El método más utilizado por estos estafadores es el correo electrónico, pero también es frecuente el uso de el SMS o llamadas telefónicas en las que el emisor suplanta una identidad, como por ejemplo la Agencia Tributario o el propio Banco, para que le facilitemos datos privados.

En este ultimo año, se ha observado un fuerte crecimiento de este tipo de delitos, pero también un aumento de las medidas de seguridad adoptadas por los bancos, que evitan, mediante alertas la asunción de cualquier responsabilidad. Quien debe soportar la estafa, el cliente o el banco?

Los Bancos aseguran que es el cliente quien resulta engañado para entregar las claves de sus cuentas a los estafadores, y por tanto, quien debe responder de lo que ocurre con los fondos que hay depositados en ellas.

La sentencia más importante y la que ha propiciado la inclusión de alertas en todas las webs bancarias es la dictada por el Juzgado de Primera Instancia nº2 de Castellón de 25 de junio de 2008, que está aun en apelación, y que condenó a BANCAJA a pagar 6.119 euros a dos usuarios de banca por Internet que resultaron afectados por una estafa mediante el procedimiento de "phishing" o suplantación de identidad.

A pesar de las cláusulas que se suelen incluir en los contratos bancarios on-line, por las que se exonera a la entidad de cualquier responsabilidad derivada de la utilización fraudulenta de las claves de identificación de los usuarios, se consideró que dichas cláusulas infringen la Ley General de Consumidores y Usuarios, lo que conlleva la nulidad de las mismas, todo ello de acuerdo a SAP de Madrid de11 de febrero de 2005.

El Juzgado tuvo en consideración el informe que el Servicio de Reclamaciones del Banco de España dictado para este caso, en el que éste entendía que la entidad bancaria no ofreció a sus clientes información necesaria para evitar el fraude y operar de forma segura y además incluyó cláusulas por las que pretendía eludir estas responsabilidades.

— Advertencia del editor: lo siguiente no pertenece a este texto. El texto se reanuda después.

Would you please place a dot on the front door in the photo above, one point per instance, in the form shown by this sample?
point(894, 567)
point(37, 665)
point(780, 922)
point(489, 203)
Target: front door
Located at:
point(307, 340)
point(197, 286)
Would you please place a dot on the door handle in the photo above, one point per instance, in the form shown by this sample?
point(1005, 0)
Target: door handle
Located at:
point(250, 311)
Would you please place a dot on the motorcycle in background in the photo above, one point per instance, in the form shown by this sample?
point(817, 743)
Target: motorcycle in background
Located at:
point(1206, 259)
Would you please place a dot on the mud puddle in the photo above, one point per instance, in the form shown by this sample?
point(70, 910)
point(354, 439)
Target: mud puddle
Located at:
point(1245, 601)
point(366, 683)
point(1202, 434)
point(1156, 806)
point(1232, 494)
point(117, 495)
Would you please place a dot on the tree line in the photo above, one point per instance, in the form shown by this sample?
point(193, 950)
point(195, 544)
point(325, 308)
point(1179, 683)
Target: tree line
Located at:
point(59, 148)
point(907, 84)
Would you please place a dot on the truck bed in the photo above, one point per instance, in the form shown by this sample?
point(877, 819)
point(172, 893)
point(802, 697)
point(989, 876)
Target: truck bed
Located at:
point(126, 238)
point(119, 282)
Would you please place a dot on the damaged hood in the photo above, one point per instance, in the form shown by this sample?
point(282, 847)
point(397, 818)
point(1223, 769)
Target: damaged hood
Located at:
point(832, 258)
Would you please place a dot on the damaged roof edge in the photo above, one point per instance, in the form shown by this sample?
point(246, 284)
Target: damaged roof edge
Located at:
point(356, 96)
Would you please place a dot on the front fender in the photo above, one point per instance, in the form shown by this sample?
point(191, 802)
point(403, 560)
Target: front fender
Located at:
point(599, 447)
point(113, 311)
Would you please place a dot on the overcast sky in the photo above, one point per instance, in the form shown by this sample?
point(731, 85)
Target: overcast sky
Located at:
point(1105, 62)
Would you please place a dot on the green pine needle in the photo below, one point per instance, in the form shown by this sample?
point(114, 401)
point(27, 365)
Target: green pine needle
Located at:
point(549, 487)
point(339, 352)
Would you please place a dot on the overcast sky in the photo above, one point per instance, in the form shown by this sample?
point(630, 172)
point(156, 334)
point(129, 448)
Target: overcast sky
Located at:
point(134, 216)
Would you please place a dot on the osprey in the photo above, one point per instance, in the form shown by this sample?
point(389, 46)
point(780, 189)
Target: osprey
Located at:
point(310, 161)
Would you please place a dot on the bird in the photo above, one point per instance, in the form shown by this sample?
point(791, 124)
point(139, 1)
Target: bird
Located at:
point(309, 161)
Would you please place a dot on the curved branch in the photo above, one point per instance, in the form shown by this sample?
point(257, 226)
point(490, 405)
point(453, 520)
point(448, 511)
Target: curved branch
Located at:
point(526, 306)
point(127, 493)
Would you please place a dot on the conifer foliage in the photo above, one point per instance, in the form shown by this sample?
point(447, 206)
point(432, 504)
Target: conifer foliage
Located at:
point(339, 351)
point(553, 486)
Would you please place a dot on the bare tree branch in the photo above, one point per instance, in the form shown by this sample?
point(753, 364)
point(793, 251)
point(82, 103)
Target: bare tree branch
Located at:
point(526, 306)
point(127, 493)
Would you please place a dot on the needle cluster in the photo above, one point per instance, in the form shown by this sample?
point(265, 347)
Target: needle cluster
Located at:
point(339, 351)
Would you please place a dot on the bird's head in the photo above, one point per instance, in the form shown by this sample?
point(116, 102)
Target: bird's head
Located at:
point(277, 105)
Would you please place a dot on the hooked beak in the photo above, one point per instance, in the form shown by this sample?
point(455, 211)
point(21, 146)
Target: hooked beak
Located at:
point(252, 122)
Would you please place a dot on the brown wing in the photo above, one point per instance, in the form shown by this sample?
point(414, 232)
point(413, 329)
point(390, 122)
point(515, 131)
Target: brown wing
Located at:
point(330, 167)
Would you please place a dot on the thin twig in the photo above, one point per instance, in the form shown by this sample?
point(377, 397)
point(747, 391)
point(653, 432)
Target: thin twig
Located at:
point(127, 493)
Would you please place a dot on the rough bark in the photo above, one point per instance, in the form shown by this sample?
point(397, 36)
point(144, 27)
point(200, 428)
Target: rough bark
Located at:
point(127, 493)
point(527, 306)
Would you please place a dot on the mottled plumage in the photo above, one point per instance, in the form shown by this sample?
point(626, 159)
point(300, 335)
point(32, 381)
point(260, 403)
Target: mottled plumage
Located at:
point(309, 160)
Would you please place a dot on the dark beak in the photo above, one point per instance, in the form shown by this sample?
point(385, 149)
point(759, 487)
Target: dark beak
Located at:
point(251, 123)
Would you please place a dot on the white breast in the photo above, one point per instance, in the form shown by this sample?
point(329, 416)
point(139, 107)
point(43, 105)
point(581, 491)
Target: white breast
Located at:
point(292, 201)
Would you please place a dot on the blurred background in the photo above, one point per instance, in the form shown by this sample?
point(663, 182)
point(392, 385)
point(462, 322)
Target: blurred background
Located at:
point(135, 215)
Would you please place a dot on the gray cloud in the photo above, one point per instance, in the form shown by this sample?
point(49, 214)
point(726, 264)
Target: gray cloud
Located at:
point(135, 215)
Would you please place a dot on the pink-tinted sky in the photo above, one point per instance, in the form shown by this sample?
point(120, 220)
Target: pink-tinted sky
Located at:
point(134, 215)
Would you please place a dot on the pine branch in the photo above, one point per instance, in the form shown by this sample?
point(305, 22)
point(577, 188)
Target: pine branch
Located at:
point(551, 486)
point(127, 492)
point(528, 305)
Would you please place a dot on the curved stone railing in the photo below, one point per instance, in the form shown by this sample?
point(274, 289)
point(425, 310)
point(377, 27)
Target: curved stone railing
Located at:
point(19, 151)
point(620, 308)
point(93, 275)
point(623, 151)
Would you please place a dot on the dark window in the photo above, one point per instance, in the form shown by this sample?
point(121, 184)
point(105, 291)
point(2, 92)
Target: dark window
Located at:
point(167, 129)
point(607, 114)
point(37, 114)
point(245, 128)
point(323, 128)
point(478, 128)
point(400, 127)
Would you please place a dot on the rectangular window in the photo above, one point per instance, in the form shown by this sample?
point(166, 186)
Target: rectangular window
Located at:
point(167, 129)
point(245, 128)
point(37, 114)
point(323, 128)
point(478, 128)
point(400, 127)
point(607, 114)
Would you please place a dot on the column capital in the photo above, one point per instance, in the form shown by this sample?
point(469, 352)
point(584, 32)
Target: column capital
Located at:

Dicha sentencia sentó un precedente y todas las entidades bancarias incluyen en sus webs alertas como las siguientes: “Las entidades bancarias jamás piden a sus usuarios que revelen sus datos de acceso. Por tanto, en caso de recibir cualquier correo electrónico de este tipo, elimínelo sin tan siquiera abrirlo”

Sin embargo, las denuncias son incesantes, y es difícil creer que haya tantos usuarios que se aventuren a utilizar la banca on-line sin haberse informado antes y haber adoptado unas mínimas cautelas, por lo que si aun existiendo información por parte de los bancos los clientes resultan engañados y su dinero retirado de las cuentas sin su autorización, quien debe responder?

Al abrir una cuenta bancaria se está celebrando un Contrato de Depósito, con obligaciones y deberes tasados por Ley, donde el depositante es el usuario y el depositario es el banco. Es el banco quien debe guardar los fondos de sus clientes y por tanto quien debe responder de ellos. Si esta entidad sufre directamente un ataque a su sistema de seguridad informática, entonces le corresponderá exigir la “responsabilidad civil subsidiaria” derivada del delito a los estafadores. Los clientes recuperan su dinero directamente de la entidad bancaria de forma inmediata.

Si se considera que el estafado es el cliente el banco también debe responder ante él, porque tiene por ley esa responsabilidad civil subsidiaria, por los fallos cometidos en los sistemas de seguridad informáticos que gestionan su actividad económica.

Los bancos responden a las denuncias de los clientes estafados por phishing asegurando que la seguridad de sus medios es infalible, pero, de momento, los Tribunales abogan por dar cobertura al cliente y obligar a los bancos a cubrir el importe retirado por los estafadores o “pescadores” de datos.